One reason is Rio’s mountainous geography. The northern region’s logistical hub, far from the sand and surf of Ipanema, is also surrounded by densely-packed, working-class neighborhoods. That leaves trucks precious few routes with multiple lanes to leave the area. Two run on either side of a group of favelas including Chapadao and Pedreira, where criminals used to focus most of their activity on drug trafficking, police say.
Authorities are well aware of these locations but are hamstrung by shrinking budgets and weak coordination with military police, according to Muggah. The police force tasked with cargo theft has half the personnel of a decade ago, said Marcelo Martins, head of the division.
Corruption remains another problem, among both regular police and private security guards, Muggah said. Martins denied there is any corruption in his division.
“The state doesn’t have the adequate structure to provide top-notch service, it just doesn’t,” said Martins, whose cargo theft unit now numbers just 50 people. Rio declared a state of fiscal calamity in June.

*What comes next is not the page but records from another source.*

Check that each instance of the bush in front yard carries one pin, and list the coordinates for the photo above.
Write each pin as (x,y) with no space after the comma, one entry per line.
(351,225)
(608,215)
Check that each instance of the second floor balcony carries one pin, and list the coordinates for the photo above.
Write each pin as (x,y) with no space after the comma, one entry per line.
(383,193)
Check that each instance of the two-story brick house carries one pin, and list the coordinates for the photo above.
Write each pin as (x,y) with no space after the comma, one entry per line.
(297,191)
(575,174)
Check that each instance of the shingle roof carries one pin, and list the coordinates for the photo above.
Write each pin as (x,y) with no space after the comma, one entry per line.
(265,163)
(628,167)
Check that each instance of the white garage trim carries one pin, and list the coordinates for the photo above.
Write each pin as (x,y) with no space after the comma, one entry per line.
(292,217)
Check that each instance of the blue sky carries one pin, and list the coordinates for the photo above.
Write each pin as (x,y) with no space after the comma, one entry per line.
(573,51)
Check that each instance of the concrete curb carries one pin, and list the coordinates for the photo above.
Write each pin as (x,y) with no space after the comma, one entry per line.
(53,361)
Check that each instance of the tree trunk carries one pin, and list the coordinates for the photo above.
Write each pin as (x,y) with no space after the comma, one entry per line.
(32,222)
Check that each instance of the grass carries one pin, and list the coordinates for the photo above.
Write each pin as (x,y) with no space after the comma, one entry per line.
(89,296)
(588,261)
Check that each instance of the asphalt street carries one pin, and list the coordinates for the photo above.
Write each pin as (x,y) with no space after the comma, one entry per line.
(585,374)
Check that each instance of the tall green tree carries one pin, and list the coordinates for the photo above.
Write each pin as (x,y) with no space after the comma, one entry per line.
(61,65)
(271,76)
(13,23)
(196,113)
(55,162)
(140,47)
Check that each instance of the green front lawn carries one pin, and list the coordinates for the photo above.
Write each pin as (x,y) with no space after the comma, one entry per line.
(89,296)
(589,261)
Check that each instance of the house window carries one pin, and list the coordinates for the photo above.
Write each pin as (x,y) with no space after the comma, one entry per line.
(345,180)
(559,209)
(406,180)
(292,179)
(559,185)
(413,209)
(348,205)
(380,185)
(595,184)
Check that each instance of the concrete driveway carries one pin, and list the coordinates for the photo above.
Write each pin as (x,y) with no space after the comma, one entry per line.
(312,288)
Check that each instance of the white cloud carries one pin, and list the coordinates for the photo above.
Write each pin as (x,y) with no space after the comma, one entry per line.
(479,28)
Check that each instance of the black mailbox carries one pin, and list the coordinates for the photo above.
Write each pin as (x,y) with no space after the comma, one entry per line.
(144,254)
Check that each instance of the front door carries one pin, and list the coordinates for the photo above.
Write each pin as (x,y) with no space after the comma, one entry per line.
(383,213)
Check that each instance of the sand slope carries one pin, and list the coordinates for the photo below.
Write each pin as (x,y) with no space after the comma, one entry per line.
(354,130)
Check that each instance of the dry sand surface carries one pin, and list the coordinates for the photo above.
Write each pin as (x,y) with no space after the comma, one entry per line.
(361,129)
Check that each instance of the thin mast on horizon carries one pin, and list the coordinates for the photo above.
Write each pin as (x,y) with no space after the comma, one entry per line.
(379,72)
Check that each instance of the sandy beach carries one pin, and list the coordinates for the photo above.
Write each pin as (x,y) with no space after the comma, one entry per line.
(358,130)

Meat and chicken are among the products thieves most frequently seek because they are easy to sell amid soaring retail prices, according to Venancio Moura, security director for Rio’s union of cargo transport companies. Video published this month by local media Veja showed Chapadao residents dragging enormous cuts of stolen beef across the ground. Meatpacker JBS often loses two trucks a day, Moura said. JBS declined to comment.
Some electronics companies have taken to using armored cars like those banks deploy, the largest of which is affectionately called “The T-Rex,’’ according to Fabio Barbosa, head of the electronics industry association’s risk prevention committee.
“Security costs are increasing for a lot of companies, and on the flip side there’s been a fall in sales due to the recession,’’ Barbosa said. “It’s a dangerous trend.’’
Big businesses aren’t the only ones that suffer. When Ana Wambier, co-founder of fashion boutique Wasabi, read an e-mail about the truck hijacking in June, she broke down crying. Among the stolen goods were samples of Wasabi’s summer collection. They were headed to Sao Paulo to be photographed by the likes of Vogue and Elle for marketing purposes. The roughly 25,000 reais in merchandise stolen meant losing perhaps ten times that in orders.
“It was a gigantic loss,” said Wambier, who operates out of an Ipanema studio apartment. “It was a collection we expected a lot from.’’
Insurers now require many companies to hire risk consultants. AmBev, the Americas unit of the world’s largest beer maker, retained ICTS after a raft of truck thefts in 2014, up to 260 in November that year, a tenfold increase from just months earlier, AmBev said.
Now, some trucks are trailed by escorts in unmarked cars. If they see a hijacking they’ll call control room operators who remotely shut off fuel supply to the truck’s engine. Trucks likewise stop in their tracks if their satellite signal is jammed or if they drive into one of the nine areas to which AmBev won’t deliver, the two largest of which are by far Chapadao and Pedreira.
“If they get the truck into the favela, forget it,” said Guimar, an ICTS risk chief who oversees the AmBev account. “Once it’s inside, they do what they want.”